Zumindest in diesem Punkt ist die FPÖ der selben Meinung. Generalsekretär Herbert Kickl ortet bei ORF-Generaldirektor Alexander Wrabetez massiven Handlungsbedarf. Die "Besorgnis der Befangenheit" hätte diesen längst agieren lassen müssen. Freilich fügte Kickl gleich an, er wolle gar nicht wissen, welche ORF-Granden mit welchen ÖVP-Granden im Umfeld von (Lobbyist und Jagd-Veranstalter Alfons) Mensdorff-Pouilly schon zum gemeinsamen Halali ausgerückt seien: "Im ORF waschen sich rot-schwarze Hände gegenseitig."

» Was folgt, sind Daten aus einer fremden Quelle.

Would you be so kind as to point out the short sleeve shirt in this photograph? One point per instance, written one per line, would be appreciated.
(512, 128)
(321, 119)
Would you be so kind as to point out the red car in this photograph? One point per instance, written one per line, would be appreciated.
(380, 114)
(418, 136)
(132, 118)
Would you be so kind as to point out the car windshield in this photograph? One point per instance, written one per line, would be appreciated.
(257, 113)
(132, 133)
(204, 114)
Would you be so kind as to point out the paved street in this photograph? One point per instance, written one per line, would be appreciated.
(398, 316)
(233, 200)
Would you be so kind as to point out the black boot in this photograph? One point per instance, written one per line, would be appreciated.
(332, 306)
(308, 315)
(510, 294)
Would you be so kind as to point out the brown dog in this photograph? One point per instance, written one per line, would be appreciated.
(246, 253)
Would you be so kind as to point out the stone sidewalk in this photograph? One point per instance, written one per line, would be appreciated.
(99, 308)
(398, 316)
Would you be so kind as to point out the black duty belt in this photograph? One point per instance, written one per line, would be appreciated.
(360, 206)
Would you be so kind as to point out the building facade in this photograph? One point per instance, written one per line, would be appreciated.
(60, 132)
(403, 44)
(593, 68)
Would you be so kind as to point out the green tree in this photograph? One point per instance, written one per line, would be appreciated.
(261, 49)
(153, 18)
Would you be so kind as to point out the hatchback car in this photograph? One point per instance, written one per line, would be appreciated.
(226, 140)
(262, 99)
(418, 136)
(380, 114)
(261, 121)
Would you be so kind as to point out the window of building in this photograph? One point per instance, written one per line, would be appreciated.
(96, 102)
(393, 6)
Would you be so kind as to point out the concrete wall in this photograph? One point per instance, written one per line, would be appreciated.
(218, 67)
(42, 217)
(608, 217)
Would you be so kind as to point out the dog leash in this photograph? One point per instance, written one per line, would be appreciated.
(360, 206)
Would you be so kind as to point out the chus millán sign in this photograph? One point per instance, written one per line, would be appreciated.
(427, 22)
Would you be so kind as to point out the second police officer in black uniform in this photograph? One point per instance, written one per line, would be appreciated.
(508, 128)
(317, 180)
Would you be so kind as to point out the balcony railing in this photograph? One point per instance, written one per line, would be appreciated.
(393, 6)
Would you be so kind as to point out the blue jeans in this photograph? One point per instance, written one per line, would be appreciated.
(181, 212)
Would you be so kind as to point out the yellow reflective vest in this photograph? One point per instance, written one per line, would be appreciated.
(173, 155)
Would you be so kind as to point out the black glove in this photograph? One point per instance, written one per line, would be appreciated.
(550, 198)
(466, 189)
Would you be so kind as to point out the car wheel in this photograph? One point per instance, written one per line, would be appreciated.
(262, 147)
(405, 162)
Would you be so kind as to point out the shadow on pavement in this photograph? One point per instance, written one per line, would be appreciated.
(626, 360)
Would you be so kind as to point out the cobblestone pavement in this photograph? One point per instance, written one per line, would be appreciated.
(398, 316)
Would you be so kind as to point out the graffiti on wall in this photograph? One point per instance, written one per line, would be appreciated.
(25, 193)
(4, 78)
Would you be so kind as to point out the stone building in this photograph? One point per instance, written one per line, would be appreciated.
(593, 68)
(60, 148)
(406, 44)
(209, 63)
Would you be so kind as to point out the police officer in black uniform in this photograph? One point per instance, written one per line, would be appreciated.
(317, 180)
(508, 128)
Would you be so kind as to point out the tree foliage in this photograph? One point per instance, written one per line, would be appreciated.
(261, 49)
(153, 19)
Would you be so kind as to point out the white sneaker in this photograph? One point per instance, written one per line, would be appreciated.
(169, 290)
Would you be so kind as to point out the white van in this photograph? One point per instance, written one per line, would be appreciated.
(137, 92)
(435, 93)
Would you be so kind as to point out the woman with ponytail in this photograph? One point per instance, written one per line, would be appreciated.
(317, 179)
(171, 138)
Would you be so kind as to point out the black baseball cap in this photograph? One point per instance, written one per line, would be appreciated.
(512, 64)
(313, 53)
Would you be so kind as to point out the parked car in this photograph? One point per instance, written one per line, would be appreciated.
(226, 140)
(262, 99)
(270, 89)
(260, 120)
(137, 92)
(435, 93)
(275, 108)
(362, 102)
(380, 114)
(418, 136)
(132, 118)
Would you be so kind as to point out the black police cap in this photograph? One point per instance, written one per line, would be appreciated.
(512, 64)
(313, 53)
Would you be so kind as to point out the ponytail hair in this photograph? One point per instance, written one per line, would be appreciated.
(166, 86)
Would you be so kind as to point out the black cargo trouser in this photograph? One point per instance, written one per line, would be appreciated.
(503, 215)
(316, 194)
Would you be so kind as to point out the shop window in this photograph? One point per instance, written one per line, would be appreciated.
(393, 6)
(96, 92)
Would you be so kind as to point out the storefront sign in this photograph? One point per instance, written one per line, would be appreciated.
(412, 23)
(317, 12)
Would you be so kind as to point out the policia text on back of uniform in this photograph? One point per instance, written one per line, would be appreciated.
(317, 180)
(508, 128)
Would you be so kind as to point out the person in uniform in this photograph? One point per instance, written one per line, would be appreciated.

ORF: Der Zweck ist, einen Journalisten einzuschüchtern

Dönmez schädige bewusst journalistische Glaubwürdigkeit
Der ORF-Redakteursrat sieht keinen Grund, an Leitners Angaben zu zweifeln und reagiert entsprechend entrüstet auf die Behauptungen von Dönmez. Das Gremium erkennt "ein bewusstes und absichtliches Anpatzen mit dem Zweck, einen ORF-Journalisten vor einem wichtigen Interview einzuschüchtern". Dönmez schädige bewusst die journalistische Glaubwürdigkeit des ORF-Mitarbeiters. Dabei beweise Leitner seit vielen Jahren in seiner Funktion als ORF-Moderator, dass er parteipolitisch unabhängig und objektiv sei.